Старуха посмотрела на него долгим взглядом.
– Не знаю, – сказала она. – Я таких случаев не видала. Все, кто возвращался, пили живых и уходили обратно. А она… она другая. Может, потому что дитя носит. Может, потому что любит сильно. Не знаю.
Она поднялась, опираясь на клюку.
– Ты вот что, Егор. Если она ночью пойдёт к колодцу – не пускай. Любым способом не пускай. А если уйдёт – не ходи за ней. Потому что если ты за ней пойдёшь, обратно не вернёшься. Она тебя не удержит, а колодец заберёт.
– Понял.
– И Павлу скажи, пусть динамит готовит. Если что – будем колодец валить. Всей артелью.
Она ушла, шаркая по грязи, маленькая, сгорбленная, но удивительно прямая для своих лет.
***
Ночь опустилась на хутор быстро, как всегда весной. Стемнело, зажглись звёзды, и ерик зашумел громче, будто тоже готовился к чему-то.
Егор и Катерина лежали в постели, держась за руки. Она молчала, глядя в потолок. Он слушал её не-дыхание и ждал. На этот раз он приготовил верёвки – на всякий случай. Привязал её запястья к изголовью, не сильно, но крепко. Она не сопротивлялась, только посмотрела благодарно.
– Егор, – сказала она вдруг.
– А?
– Если я не проснусь… если уйду… ты не вини себя. Ты сделал всё, что мог.
– Не говори так, – он сжал её руку. – Не смей. Ты проснёшься. Я тебя разбужу.
Она не ответила. Только повернула голову и посмотрела на него. В темноте глаза её светились слабым, голубоватым светом.
– Я люблю тебя, – сказала она. – Помни это.
– И я тебя.
Она закрыла глаза. И через минуту началось.
Сначала дрожь пальцев. Потом глубокий, булькающий вздох. Потом она села на кровати, не открывая глаз, и рванулась вперёд. Верёвки натянулись, впились в запястья.

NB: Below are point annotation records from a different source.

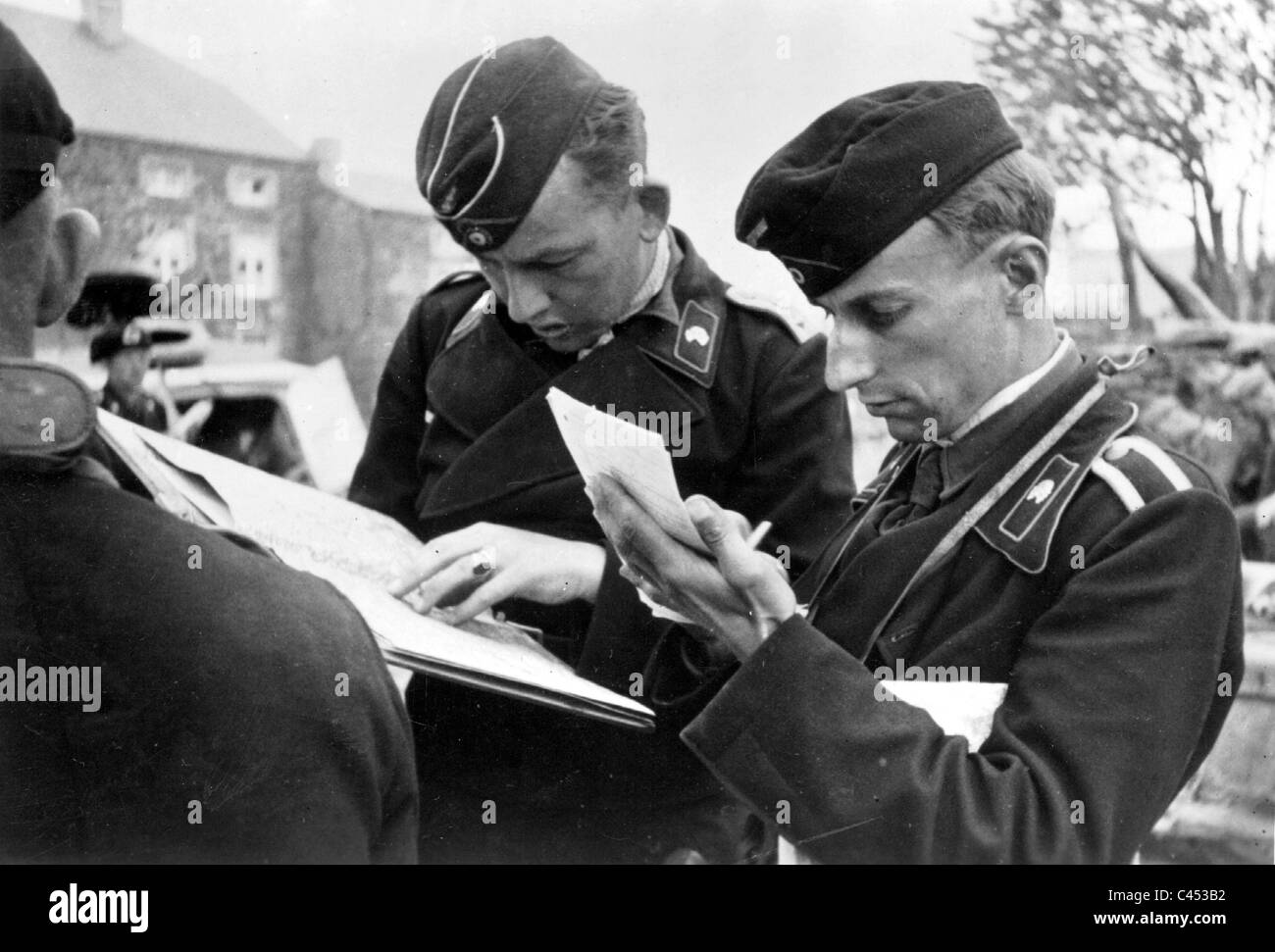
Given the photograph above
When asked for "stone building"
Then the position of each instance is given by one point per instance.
(194, 186)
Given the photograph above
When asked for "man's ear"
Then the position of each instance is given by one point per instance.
(75, 242)
(1023, 260)
(655, 203)
(1023, 263)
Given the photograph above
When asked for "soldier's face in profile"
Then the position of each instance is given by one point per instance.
(577, 259)
(128, 368)
(922, 331)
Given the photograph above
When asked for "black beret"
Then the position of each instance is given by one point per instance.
(495, 132)
(33, 128)
(118, 336)
(859, 176)
(113, 297)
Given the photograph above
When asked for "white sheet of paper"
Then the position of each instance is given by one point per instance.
(632, 455)
(362, 553)
(960, 708)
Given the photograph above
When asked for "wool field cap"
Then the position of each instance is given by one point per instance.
(866, 171)
(495, 132)
(33, 127)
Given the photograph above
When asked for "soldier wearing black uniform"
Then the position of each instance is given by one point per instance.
(536, 167)
(1021, 532)
(200, 714)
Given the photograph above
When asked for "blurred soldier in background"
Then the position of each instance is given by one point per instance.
(127, 352)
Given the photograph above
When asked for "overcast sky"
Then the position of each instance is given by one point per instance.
(723, 81)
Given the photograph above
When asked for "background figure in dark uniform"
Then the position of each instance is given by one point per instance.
(240, 711)
(127, 352)
(536, 166)
(1021, 531)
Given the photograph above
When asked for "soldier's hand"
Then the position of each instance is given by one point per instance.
(484, 564)
(736, 599)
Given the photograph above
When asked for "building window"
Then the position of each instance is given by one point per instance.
(253, 187)
(167, 254)
(255, 264)
(166, 177)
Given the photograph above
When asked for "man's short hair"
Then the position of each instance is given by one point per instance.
(1012, 194)
(610, 143)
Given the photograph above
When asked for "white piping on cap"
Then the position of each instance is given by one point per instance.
(451, 122)
(495, 167)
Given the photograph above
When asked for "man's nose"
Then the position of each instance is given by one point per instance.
(524, 298)
(849, 357)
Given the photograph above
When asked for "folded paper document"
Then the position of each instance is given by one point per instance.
(632, 455)
(362, 553)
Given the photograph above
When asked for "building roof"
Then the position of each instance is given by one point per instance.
(136, 92)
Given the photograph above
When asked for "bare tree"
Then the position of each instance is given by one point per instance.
(1155, 101)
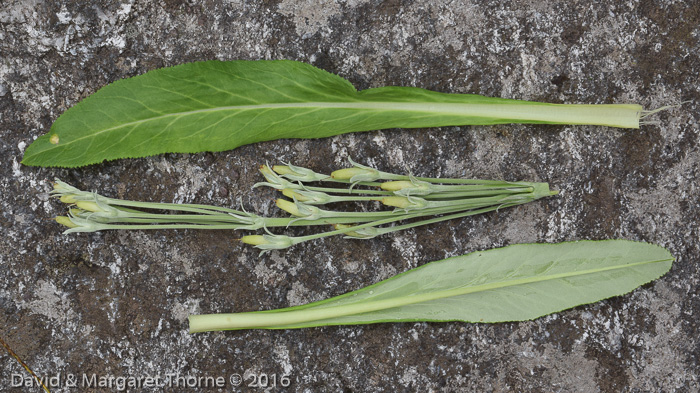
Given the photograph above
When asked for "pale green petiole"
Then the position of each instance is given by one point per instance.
(514, 283)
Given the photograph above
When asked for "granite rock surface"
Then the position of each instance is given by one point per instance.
(115, 303)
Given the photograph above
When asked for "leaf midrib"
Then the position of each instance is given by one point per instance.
(306, 315)
(526, 112)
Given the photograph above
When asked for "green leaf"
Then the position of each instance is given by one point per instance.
(216, 106)
(514, 283)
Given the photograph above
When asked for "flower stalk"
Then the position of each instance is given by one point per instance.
(415, 201)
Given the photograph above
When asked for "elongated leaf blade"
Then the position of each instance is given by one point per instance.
(216, 106)
(514, 283)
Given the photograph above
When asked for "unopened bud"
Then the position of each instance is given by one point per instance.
(65, 221)
(297, 173)
(268, 242)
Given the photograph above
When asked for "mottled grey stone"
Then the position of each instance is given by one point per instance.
(116, 303)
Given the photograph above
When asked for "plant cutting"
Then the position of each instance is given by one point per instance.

– Катя! – Егор схватил её за плечи. – Катя, очнись!
Она не слышала. Тянулась к выходу, сильная, несмотря на свою худобу, и тащила его за собой.
– Не пущу! – закричал он, обхватив её. – Слышишь? Не пущу!
Она замерла. Глаза открылись – пустые, чёрные, без зрачков. Смотрели сквозь него. Потом моргнула раз, другой, и чёрная пелена схлынула, уступив место обычным, карим, родным.
– Егор… – прошептала она. – Опять?
– Опять, – ответил он, прижимая её к себе. – Но я удержал.
Она всхлипнула, уткнулась лицом ему в грудь.
– Спасибо… спасибо тебе…
– Спи, – сказал он. – Я рядом.
За окном шумела ночь, и вода в колодце поднималась всё выше, чёрная, густая, готовая принять новую жертву. Но в маленькой хате на Сухарной горел свет, и двое людей боролись с тьмой – каждый по-своему, но вместе.
А Павел в эту ночь не спал. Сидел у окна, смотрел на стекло, слушал тишину. И ждал стука.
Подушечками пальцев. По стеклу.
Тихого. Ритмичного.
Который не прекращался двадцать лет.